Huch!? Man könnte fast meinen, OSIRIS-REx habe sich im Asteroiden geirrt!

Hat sie sicher nicht. Die Sonde war am 8. September 2016 gestartet worden und soll am 3. Dezember in eine Umlaufbahn um den Asteroiden 101955 Bennu in 5 km Abstand einschwenken. Nach 505 Tagen Beobachtung soll sie planmäßig im Juli 2020 mit einem ausfahrbaren Roboterarm und einem Stickstoffgebläse zum Aufwirbeln sozusagen “on the fly” zwischen 60 Gramm und 2 kg Regolithstaub aufnehmen und bis September 2023 zur Erde bringen, der dann in einer 45 kg schweren Landekapsel unversehrt den Trip durch die Erdatmosphäre schaffen und in Utah am Fallschirm niedergehen soll,. damit er im Labor mit modernster Technik untersucht werden kann.

ORISIS-REx steht dabei für Origins, Spectral Interpretation, Resource Identification, Security, Regolith Explorer, also will man damit die Ursprünge (Origins) des Sonnensystems erkunden, das Spektrum des Asteroiden interpretieren, Rohstoffe (Resources) erkunden, die Sicherheit (Security) und den Regolithstaub auskundschaften.

Die Frage der Sicherheit stellt sich, weil der Asteroid, der mit 500 m etwa die Hälfte von Ryugus Durchmesser hat, ein erdnaher Asteroid ist (Near Earth Asteroid, NEA) und eine Chance von 1:1800 hat, im Jahr 2170 mit der Erde zu kollidieren. 500 m würden schon einen ordentlichen Schaden anrichten, auch bei einem Einschlag ins Meer (Tsunamis).

Der Jarkowski-Effekt, der dem Asteroiden einen von gerichteter Wärmeabstrahlung verursachten kleinen Schub gibt, soll dabei genauer untersucht werden, denn er macht die Vorhersage des Orbits und damit der möglichen Kollision mit der Erde ein wenig unsicher. Der Effekt beruht darauf, dass sich die sonnenbeschienene Seite aufheizt und dann durch die Rotation vor allem in Richtung Nachmittag- und Abendseite die Wärme abgestrahlt wird, während die wieder abgekühlte Nacht- und  Morgenseite des Asteroiden kaum Strahlung abgibt. Somit wirkt die Kraft der abgegebenen Wärmestrahlung einseitig auf den Asteroiden und schiebt ihn an.
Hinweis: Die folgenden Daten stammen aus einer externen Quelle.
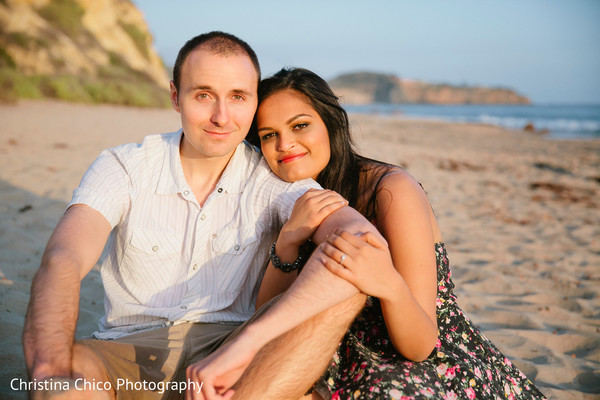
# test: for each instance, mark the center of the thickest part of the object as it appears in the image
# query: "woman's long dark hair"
(343, 172)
Bennu gehört zu den “kohligen Chondriten” und besteht damit aus noch nicht fragmentiertem (in der Schmelze durch Schwerkraft getrenntem), übrig gebliebenem Rohmaterial des Sonnensystems, worauf sich der Begriff “Ursprünge” bezieht. Wir werden hier also, wenn alles gut geht, sehr ursprüngliches Material aus der Entstehungsphase des Sonnensystems ins Labor bekommen und vielleicht mehr darüber erfahren, wie sich der Staub zu größeren Objekten zusammenfinden konnte und woher das Baumaterial des Sonnensystems stammt. Womöglich auch, warum es eckige Asteroiden gibt.
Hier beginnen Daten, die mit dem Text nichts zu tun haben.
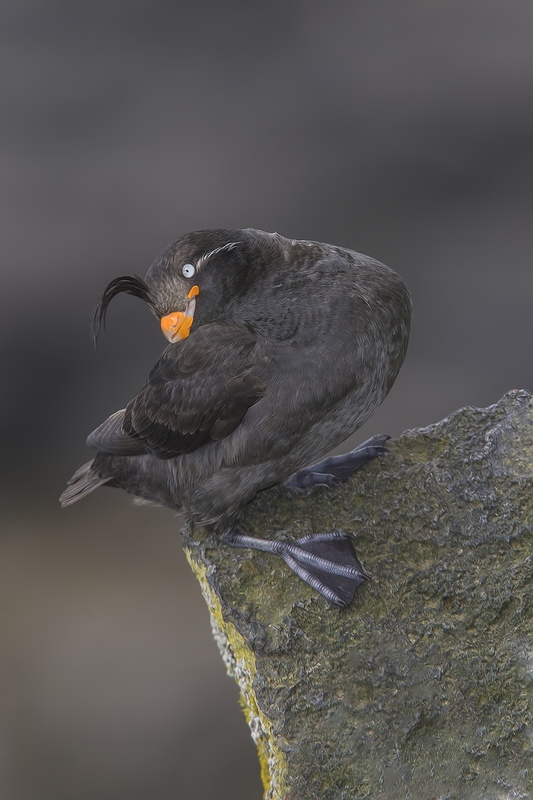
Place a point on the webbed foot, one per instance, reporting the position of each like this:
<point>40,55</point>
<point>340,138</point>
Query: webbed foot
<point>326,561</point>
<point>335,470</point>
In den kommenden Wochen wird OSIRIS-REx den Asteroiden zunächst einmal genau von einer polaren Umlaufbahn aus inspizieren und vermessen, man wird seine Masse bestimmen und einen oder mehrere geeignete Orte für die Probenentnahmen bestimmen. Dabei bleibt zu hoffen, dass Bennu aus der Nähe doch ganz anders als Ryugu aussieht, denn letzterer besteht nur aus schroffem, blankem Fels, der, wie Nahaufnahmen der Minerva II und MASCOT-Lander zeigten, mitnichten von losem Regolithstaub bedeckt ist, welcher sich einfach so hochpusten ließe.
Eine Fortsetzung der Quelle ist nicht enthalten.